Is the Deficit Unsustainable? Depends.

For readers with a little knowledge of macroeconomics, there are few websites more enlightening than that of the Levy Economics Institute of Bard College. Longtime readers of the Jackson progressive are already familiar with a number of economics scholars who reside there and publish articles on their website. A recent downloadable article by James K. Galbraith, “Is The Federal Debt Unsustainable?” is well worth reading, because it punctures the arguments of the debt vultures who obviously want to take us back to the way this country was before the New Deal, where life was precarious, employment at the whim of the employer, and old age cursed by grinding poverty and chronic, untreated illnesses.

Galbraith begins “By general agreement, the federal budget is on an ‘unsustainable path.’ Try typing that phrase into Google News. When I did it, 19 of the first 20 hits referred to the federal debt.”

When I tried it, the first 24 entries referred to the federal deficit, and virtually all of them pronounced our current fiscal course unsustainable.

Of course, it all depends upon what one means by unsustainable. For many it refers to some future moment when the government can no longer roll over its debts and the bond market closes, forcing the equivalent of a bankruptcy. Obviously, at least if you understand what it means to be a sovereign nation with its own currency, this is idiotic, since sovereign governments can always pay their debts by creating new money.

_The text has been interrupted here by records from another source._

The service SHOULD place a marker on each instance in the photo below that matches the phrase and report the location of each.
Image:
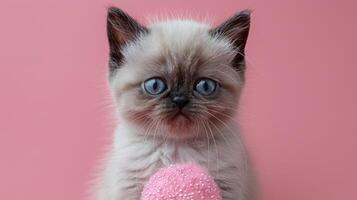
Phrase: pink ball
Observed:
(181, 182)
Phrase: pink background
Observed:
(299, 107)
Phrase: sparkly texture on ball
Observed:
(181, 182)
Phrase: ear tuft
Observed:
(121, 29)
(236, 29)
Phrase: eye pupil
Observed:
(205, 86)
(154, 86)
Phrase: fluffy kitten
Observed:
(176, 85)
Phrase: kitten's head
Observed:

A more reasonable concern is inflation, but the
Congressional Budget Office (CBO) whose work is often cited as proving that the economy is set on an unsustainable path, predicts that inflation will stay at around 2% per annum for the foreseeable future, even if the federal government stays on the same unsustainable budget path. Here is a link to the CBO analysis of the president’s budgetary proposals for FY 2012.

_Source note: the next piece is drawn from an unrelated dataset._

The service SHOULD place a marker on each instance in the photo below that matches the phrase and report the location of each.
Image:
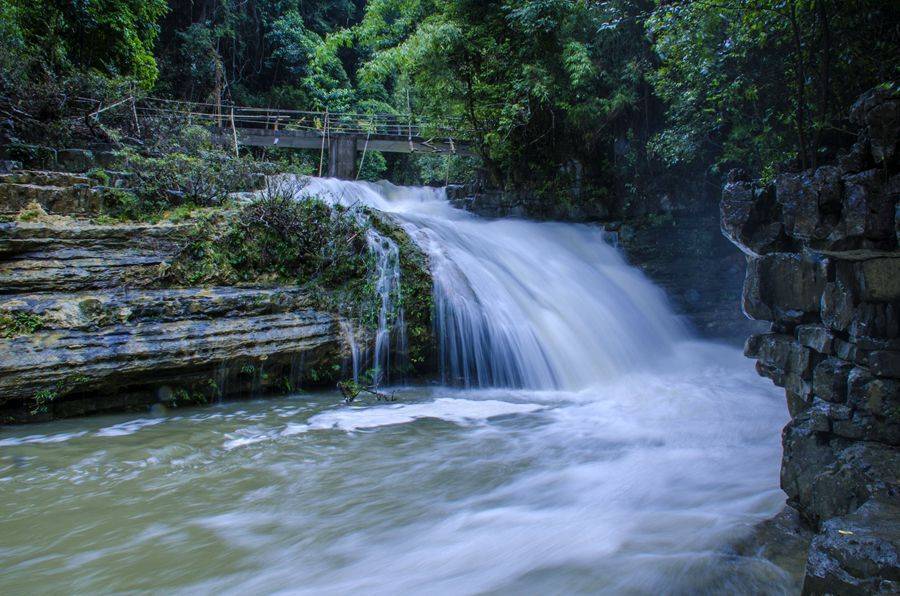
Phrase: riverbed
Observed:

Galbraith, always the practical economist, shows us in the article the result of a rising debt–to–GDP ratio using a formula by economist (and former Bank of England advisor) William Buiter:

d = -s + d * [r-g/(1+g)]

where

∆d = change in the ratio of debt to GDP
d = starting ratio of debt to GDP
s = “primary surplus” or government budget surplus after deducting net interest payments (as shares of GDP). A positive surplus reduces ∆d, which is why it carries a minus sign
r = the real interest rate, defined for our purposes as the interest rate adjusted for inflation.
g = the real rate of GDP growth, again defined for our purposes as the rate of GDP growth adjusted for inflation.

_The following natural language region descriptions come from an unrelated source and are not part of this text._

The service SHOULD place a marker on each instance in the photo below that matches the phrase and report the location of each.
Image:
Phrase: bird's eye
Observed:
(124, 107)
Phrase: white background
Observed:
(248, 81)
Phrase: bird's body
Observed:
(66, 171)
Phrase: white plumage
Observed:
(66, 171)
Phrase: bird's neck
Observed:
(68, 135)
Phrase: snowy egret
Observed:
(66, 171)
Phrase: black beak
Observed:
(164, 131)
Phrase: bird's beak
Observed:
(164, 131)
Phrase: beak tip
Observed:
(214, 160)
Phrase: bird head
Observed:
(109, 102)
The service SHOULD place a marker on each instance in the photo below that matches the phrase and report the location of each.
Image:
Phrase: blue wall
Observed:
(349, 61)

(This is taken from Galbraith’s description in the article)

Clearly, the change in the ratio of debt to GDP is linearly related to the actual annual deficit as a share of GDP (represented by s in the formula).

The interesting part of the formula comes after the plus sign. If the real interest rate on government debt is less than the rate of GDP growth then
d * [r-g/(1+g)] will be negative and therefore tend to reduce the growth in the debt to GDP ratio. Galbraith points out that this was mostly the case from the end of WWII until 1980, that average real returns investors received from investment in public debt was negative in 18 of those 36 years, and slightly negative on the average during that period. The CBO assumes that the interest on federal debt will rise to about 4.5% nominal or 2.5% real within five years. Galbraith finds no reason why that has to be so:

Because to an investor safety is valuable, and because under capitalism making money ought to require taking risk. There is no reason why a 100 percent–safe borrower should pay a positive real rate of return on a liquid borrowing! The federal government doesn’t need to compensate for risk. It isn’t trying to kill off a high and intractable inflation. It also doesn’t need to lock in borrowing over time; it pays the higher rate on long bonds mainly as a gift to banks. Moreover, it controls both the short-term rate and the maturity structure of the public debt, and so can issue as much short debt at a near-zero rate as it needs to.



Given the assumption that the government pays a slightly negative real rate on its debts, and the further assumption that the primary deficit stays at 5 percent of GDP, the debt-to GDP ratio will stabilize at below 130 percent of GDP, not much above the ratio in 1946. As Galbraith points out, it may be unattractive, but it is stable, and therefore by definition, it is not unsustainable.

Galbraith’s conclusion:

The significant conclusion is that there is a devil in the [CBO] interest rate assumption. If the real interest rate on the public debt is assumed to be greater than the real growth rate, unstable debt dynamics are likely. The offsetting primary surplus that is required for stability is an onerous burden for most countries, and to achieve it in the United States would be practically impossible, since the required cuts would undermine GDP growth and tax revenues. This is why the various budget plans now in circulation will not work out, if they are ever implemented. However, where the real interest rate is below the growth rate or even slightly negative, the fiscal balance required for stability is a primary deficit, and the sustainable deficit gets larger as the debt “burden” grows. This is why big countries with big public debts can run big deficits and get away with it, as the United States has done almost without interruption since the 1930s.


In short, the deficit vultures are dead wrong. Their “remedies” are nothing but snake oil, and their real objective— to dismantle every single public institution in the United States that actually helps the average guy—is obscured by a faux rectitude about public thrift.